Nanotechnology firm makes reverse merger

(Nanowerk News) Verutek Technologies cleans soil. StreamScape Minerals was supposed to dig valuable minerals out of it. But the two didn’t come together over their connection to the land.
No, when Glastonbury-based Verutek last month acquired StreamScape, it was digging for something far more valuable than rights to eight unproven Canadian mineral mines: access to the publicly traded market.
StreamScape, a Nevada corporation formed to explore mine holding in British Columbia, had been traded on the Over The Counter Bulletin Board, the so-called “penny stock” market owned by Nasdaq, since 2004. It never turned a profit, but it was publicly traded.
Of course, Verutek has never made a profit either. Filings show the 14-person firm has lost $4.2 million since February 2006. But its co-founders, John Collins and George Hoag, believe they have revolutionary technologies that have a major impact on the ground remediation industry.
But they need money to bring it to market, Collins said.
Like many upstart tech firms, Verutek could have gone several routes. Venture capitalists and angel investors were one option, but they inevitably want seats on the company’s board, control over its direction and big cuts of profits if and when they come. An IPO was an alternative, but the cost and difficulty of finding an underwriter remained major downsides, Collins said
Instead, in a process known as a reverse merger, they simply bought StreamScape, changed its name, business and ticker symbol, and issued $1.65 million in debt, which they will use to further their technology. Collins said it seemed to them the smartest, quickest way to do it.
Cash Company
Reverse mergers became popular in biotechnology circles when the IPO market seemed slowed down following the boom and bust years of the late 1990s.
Now, increasing numbers of nanotechnology companies like Verutek see reverse mergers as relatively easy and inexpensive way to raise money, without having to meet listing requirements of an exchange and pay an underwriter for an IPO.
What Verutek makes is a form of nanotechnology that blends “green” chemicals and techniques to purge polluted soil of things like petroleum. Common chemicals like castor oil and peroxide can be put together and dumped into soil to break down many pollutants into oxygen and carbon dioxide, explains Collins, who holds a Ph.D. in soil chemistry.
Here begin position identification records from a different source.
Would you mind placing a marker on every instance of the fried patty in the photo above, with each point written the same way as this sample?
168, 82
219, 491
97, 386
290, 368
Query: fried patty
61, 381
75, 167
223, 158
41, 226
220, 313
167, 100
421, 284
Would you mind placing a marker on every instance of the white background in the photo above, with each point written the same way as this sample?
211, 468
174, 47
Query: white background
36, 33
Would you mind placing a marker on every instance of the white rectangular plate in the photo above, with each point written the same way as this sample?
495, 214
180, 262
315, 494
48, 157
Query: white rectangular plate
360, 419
The trick is in how you put them together, and Verutek has developed a type of nanotechnology that delivers them through the soil to depths of 100 feet, far below where most polluted sites require clean up.
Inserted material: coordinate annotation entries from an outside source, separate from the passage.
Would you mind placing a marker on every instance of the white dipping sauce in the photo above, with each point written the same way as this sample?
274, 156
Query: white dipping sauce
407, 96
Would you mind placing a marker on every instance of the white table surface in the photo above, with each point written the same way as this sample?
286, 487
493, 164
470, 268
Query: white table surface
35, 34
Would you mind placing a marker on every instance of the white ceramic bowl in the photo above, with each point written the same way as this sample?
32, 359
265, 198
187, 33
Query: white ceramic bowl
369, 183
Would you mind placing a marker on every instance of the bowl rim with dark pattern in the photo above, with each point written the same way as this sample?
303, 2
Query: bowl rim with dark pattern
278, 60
“This is a 21st century technology for an industry that is still using 19th century technology,” Collins said.
Most remediation involves digging out the soil, trucking it off to be burned, and then replacing what is missing with earth from elsewhere.
Verutek is still perfecting some of its techniques, but were emboldened several months ago when they demonstrated to the State of New York how their product worked when it completed a remediation of land polluted by a century-old factory in Long Island.
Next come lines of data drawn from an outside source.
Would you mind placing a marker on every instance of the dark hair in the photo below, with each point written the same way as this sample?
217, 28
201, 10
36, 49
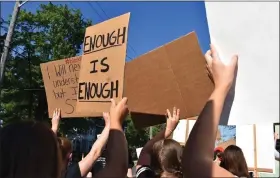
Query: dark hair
166, 157
29, 149
66, 147
234, 161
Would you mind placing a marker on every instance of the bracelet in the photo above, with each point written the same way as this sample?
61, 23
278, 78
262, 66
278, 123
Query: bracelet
169, 130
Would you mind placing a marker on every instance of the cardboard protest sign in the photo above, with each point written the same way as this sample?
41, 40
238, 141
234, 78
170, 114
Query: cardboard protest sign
257, 144
61, 85
171, 75
251, 30
102, 66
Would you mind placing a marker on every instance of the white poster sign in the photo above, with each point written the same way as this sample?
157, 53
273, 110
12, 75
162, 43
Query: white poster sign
138, 151
251, 30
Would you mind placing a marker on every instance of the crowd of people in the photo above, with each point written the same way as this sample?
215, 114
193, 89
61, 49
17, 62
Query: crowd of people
33, 150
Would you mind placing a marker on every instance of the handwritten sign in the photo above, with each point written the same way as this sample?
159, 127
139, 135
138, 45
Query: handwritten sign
102, 66
253, 34
61, 84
Now, with an infusion of cash from investors, Collins said he and Hoag, who founded the Environmental Research Institute at the University of Connecticut, will be able to expand and develop Verutek into a more marketable technology.
Collins said the company will use that money to move from Glastonbury into a larger lab and office space in Bloomfield, and to continue developing new nanotech treatments for soil remediation.
“I really feel like this technology is going to change the entire industry, and be quite profitable,” Collins said.
Maybe. If it does, it means the path to profitability clearly ran through a Canadian mine shaft.